Objectifying Women Shames Everyone
With the firings of executives, sentencing of Bill Cosby, and Supreme Court nomination hearings, accusations of sexual harassment and assault dominate the news. This behavior is driven by a deep-seated, abiding culture that objectifies women and damages both genders.
It perpetuates a cycle of shame in both men and women and encourages aggression against women. Even if never overtly harassed or assaulted, women experience the destructive effects of sexual objectification, including abuse and violence, eating disorders, body shame, depression, risky sexual behavior, and sexual dysfunction.
Men don’t realize how sexual shame also harms them. Sexuality brings abundant opportunities to exaggerate both our vulnerability and shame, to feel pleasure and close, but also to feel unworthy, unacceptable, and unlovable.
Shame and Manhood
Boys must separate from their mothers to establish their masculinity. To accomplish this task, they look to their father. They are also influenced by peers and cultural standards and role models to define what it is to be a man. Often, masculine ideals of toughness, success, and anti-femininity are promoted. This objectifies men to be other than themselves.
Hypermasculinity objectifies and exaggerates stereotypical male behavior, such as an emphasis on physical strength, aggression, and sexuality. Masculine ideals of toughness, success, and anti-femininity or promoted. Objectifying maleness this way teaches boys to reject all feminine traits such as tenderness, compassion, and empathy. Many boys and men have had their emotions shamed in order to conform to the masculine ideal of toughness, creating homophobia around tender feelings. It puts pressure on men to measure up to these norms and simultaneously shames other parts of them. In a culture that encourages hypermasculinity, some fathers humiliate their sons by calling them “sissy,” or “Mama’s boy.”

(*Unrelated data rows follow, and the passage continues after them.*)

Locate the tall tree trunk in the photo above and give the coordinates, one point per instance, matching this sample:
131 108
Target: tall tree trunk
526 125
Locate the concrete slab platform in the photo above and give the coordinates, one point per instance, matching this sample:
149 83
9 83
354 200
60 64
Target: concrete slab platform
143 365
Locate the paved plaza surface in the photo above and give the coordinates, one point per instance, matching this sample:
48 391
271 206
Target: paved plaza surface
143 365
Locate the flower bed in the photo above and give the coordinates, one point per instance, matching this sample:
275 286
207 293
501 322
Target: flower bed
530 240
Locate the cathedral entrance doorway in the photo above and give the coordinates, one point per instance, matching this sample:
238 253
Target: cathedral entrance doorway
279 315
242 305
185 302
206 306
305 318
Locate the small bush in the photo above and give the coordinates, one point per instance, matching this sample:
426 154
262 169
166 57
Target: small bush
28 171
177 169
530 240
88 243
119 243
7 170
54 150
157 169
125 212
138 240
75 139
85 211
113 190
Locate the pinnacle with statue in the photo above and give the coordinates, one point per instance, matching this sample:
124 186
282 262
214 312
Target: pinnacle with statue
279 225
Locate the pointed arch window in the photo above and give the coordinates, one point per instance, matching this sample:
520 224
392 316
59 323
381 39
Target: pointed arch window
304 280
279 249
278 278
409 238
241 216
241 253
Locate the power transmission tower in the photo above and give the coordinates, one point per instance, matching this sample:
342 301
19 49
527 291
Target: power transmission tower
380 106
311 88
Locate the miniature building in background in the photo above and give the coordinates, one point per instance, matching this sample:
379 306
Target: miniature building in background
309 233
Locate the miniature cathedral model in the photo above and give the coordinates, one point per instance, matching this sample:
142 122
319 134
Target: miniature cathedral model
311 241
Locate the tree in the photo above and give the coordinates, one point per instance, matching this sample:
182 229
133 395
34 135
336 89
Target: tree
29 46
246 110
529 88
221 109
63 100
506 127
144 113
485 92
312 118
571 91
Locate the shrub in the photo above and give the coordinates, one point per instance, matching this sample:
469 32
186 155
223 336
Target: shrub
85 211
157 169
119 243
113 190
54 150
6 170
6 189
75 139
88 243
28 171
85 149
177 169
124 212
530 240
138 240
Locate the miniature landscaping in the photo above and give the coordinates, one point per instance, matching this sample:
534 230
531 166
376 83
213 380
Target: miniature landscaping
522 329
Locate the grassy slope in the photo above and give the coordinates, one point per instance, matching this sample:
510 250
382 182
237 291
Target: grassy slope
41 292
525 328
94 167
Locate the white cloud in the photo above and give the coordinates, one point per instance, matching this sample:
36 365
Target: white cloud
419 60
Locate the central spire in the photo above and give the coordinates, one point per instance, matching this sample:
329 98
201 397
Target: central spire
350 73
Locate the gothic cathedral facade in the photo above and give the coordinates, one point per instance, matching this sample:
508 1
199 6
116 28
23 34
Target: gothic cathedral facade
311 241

I was invited as a therapist to attend a ropes course that challenged young teens at risk. The challenges were designed to be frightening–even to adults. Over my objections, one of the male leaders brutally shamed any boy who showed fear, and worse, tears. He traumatized the boy while re-enacting abuse he’d likely received growing up. This is how shame gets passed down.

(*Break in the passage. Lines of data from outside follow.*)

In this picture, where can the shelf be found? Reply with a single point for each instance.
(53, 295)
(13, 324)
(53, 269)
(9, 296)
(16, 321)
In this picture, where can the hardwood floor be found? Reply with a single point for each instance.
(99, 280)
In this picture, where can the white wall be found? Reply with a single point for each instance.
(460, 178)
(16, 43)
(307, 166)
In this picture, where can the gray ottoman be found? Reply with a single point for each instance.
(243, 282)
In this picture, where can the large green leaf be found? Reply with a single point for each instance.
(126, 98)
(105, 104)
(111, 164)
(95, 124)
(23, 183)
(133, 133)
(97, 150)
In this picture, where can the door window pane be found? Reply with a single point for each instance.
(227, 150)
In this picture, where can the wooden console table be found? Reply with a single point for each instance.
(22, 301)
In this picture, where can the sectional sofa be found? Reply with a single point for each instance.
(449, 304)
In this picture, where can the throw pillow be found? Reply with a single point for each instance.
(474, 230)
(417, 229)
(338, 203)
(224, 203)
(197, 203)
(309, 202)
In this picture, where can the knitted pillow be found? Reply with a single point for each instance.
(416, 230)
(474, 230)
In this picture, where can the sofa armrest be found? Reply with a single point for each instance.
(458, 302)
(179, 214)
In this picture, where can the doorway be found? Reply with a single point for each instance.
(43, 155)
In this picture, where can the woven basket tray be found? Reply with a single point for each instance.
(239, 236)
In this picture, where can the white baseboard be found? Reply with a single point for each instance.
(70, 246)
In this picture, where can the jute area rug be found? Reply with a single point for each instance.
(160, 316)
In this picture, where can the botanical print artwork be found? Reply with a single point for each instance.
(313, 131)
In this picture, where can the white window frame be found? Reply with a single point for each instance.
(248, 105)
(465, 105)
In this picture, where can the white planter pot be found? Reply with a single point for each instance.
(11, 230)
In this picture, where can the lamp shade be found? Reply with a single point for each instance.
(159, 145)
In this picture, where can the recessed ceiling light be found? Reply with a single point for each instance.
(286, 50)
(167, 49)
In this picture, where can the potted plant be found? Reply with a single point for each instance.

Countless men are socialized by their fathers, brothers, and male peers to objectify, dominate, and degrade women. Objectifying men and women strengthen these male values and strains of male relationships with women. It’s reinforced through “girl watching,” promiscuity or competition among men to “score,” having a beautiful woman as a trophy, and addiction to pornography, especially if it involves male power over for females. (Elder, 2010) The popularity of violent porn is growing, and studies show that it contributes to pedophilia, misogyny, and violence against women. Hard porn is often the basis for male sex education. It normalizes male conquest, control, and dominance and promotes the fantasy that all women enjoy what men demand, including aggression, or that they can be easily coerced to. (Jensen, 2007) Teenage boys then believe that they can and should behave this way, but are disillusioned and disempowered when they discover reality differs. Power over the opposite gender is used to bolster male low self-esteem and deeply denied shame. But it comes at a price. Half of the men feel shame about their behavior toward women, leading them to question their worth and lovability as human beings. (Elder, 2010)
Impact on Boys and Men
Additionally, promoting hypermasculine ideals causes other problems. Shaming of emotions, the body, or normal needs and wants deeply wounds boys and men and can result in trauma, addiction, aggression, and codependency. (Lancer, 2014) Usually, this occurs in an environment of dysfunctional parenting, where shame, and often abuse, has already undermined boys’ developing sense of identity. Teaching boys to be hypermasculine and to disrespect women as equals encourage domination, emotional abuse, and violence. Showing fear, sadness, or any sign of vulnerability is often interpreted as weakness. First, vulnerability is judged by others, and then boys and men judge themselves. The emotional toll on men is never discussed, because it’s considered “weak” and shrouded in shame.
Children internalize judgmental messages as toxic shame and conclude that they’re flawed and unlovable. Without treatment, it can last a lifetime, negatively affecting self-esteem, sexual identity, and relationships. Some suffer silently, not knowing how to meet their parents’ expectations; others try harder to conform to masculine ideals. Many boys must play-act to be someone they’re not.